Steering MoE LLMs via Expert (De)Activation¶
Conference: ICLR 2026
arXiv: 2509.09660
Code: github.com/adobe-research/SteerMoE
Area: Model Compression / Interpretability and Safety
Keywords: MoE, Expert Routing, Behavior Steering, Safety, Faithfulness, Inference-time Control
TL;DR¶
SteerMoE is proposed to detect behavior-associated experts via contrastive paired inputs and steer the behavior of MoE LLMs by activating or deactivating specific experts during inference (+20% safety, +27% faithfulness). The study also reveals a unique safety alignment vulnerability in MoE models (safety drop -100%).
Background & Motivation¶
- MoE architectures achieve efficient inference through sparse routing, but the routing mechanism lacks controllability and interpretability.
- Key Insight: The MoE router is not just for computation allocation but also a signal-rich controllable interface.
- It is hypothesized that specific experts are entangled with specific behaviors (safety, faithfulness, etc.). Detecting and controlling these experts can steer model behavior at test time.
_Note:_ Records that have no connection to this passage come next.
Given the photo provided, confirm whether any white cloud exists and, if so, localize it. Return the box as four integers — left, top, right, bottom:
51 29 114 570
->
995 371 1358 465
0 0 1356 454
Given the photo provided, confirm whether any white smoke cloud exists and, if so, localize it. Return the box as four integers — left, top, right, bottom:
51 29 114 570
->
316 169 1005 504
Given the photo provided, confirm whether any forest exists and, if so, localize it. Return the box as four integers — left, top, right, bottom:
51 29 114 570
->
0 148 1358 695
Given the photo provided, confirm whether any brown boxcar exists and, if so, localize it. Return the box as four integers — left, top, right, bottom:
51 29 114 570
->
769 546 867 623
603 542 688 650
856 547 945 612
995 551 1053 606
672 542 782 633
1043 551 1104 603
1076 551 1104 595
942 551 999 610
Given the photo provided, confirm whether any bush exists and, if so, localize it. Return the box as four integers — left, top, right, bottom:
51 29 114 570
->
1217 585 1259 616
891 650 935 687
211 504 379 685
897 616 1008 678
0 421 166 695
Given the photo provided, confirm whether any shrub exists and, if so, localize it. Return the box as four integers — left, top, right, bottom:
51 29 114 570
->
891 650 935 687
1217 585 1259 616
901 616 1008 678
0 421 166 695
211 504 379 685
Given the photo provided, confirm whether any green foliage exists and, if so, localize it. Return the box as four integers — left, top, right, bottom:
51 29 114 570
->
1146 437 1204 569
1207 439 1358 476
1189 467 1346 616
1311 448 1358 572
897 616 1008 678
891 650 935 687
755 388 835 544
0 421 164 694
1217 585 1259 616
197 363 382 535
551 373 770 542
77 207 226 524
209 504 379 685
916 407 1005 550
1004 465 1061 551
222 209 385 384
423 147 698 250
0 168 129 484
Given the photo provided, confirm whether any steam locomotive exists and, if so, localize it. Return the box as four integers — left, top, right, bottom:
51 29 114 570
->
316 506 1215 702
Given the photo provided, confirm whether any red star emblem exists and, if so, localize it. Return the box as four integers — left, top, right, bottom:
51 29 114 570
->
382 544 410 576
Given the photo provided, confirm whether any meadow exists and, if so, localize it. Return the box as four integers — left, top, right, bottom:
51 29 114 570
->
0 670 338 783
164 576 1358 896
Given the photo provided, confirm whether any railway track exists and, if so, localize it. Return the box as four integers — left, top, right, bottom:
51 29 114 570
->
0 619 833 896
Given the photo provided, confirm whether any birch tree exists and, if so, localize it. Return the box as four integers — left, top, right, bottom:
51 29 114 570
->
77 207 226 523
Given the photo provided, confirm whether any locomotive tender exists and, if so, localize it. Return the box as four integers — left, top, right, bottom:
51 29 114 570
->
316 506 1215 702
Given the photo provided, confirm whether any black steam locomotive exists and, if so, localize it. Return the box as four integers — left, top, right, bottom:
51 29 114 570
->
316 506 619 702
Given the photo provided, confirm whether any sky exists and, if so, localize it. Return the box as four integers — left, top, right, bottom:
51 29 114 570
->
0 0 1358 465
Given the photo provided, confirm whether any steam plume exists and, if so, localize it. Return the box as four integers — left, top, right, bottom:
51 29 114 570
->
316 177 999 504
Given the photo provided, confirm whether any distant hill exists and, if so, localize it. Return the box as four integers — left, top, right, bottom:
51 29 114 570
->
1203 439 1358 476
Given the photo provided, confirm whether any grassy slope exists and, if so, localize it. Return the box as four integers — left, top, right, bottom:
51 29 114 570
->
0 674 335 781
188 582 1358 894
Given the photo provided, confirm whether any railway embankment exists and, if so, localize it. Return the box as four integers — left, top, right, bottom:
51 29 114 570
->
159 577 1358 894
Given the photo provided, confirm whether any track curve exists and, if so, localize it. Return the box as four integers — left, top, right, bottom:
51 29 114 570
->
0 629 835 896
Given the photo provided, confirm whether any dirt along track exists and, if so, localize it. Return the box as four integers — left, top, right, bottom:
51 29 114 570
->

- Duality: This serves as both a tool for alignment and a revelation of unique safety vulnerabilities in MoE models.
Method¶
Overall Architecture¶
SteerMoE treats the MoE router as a ready-made behavior interface. It first prepares a set of paired inputs that are contrastive only in the target behavior while being otherwise minimal in difference. After performing a forward pass, it calculates the difference in activation rates for each expert across the two input types to locate abstract behaviors like "safety" or "faithfulness" to specific experts. At inference time, routing scores for these experts are directly rewritten to force activation or deactivation, steering the generation toward the target direction. This process requires no weight modification or training, as it only reuses routing statistics already calculated during the forward pass, making it a lightweight inference-time steering method.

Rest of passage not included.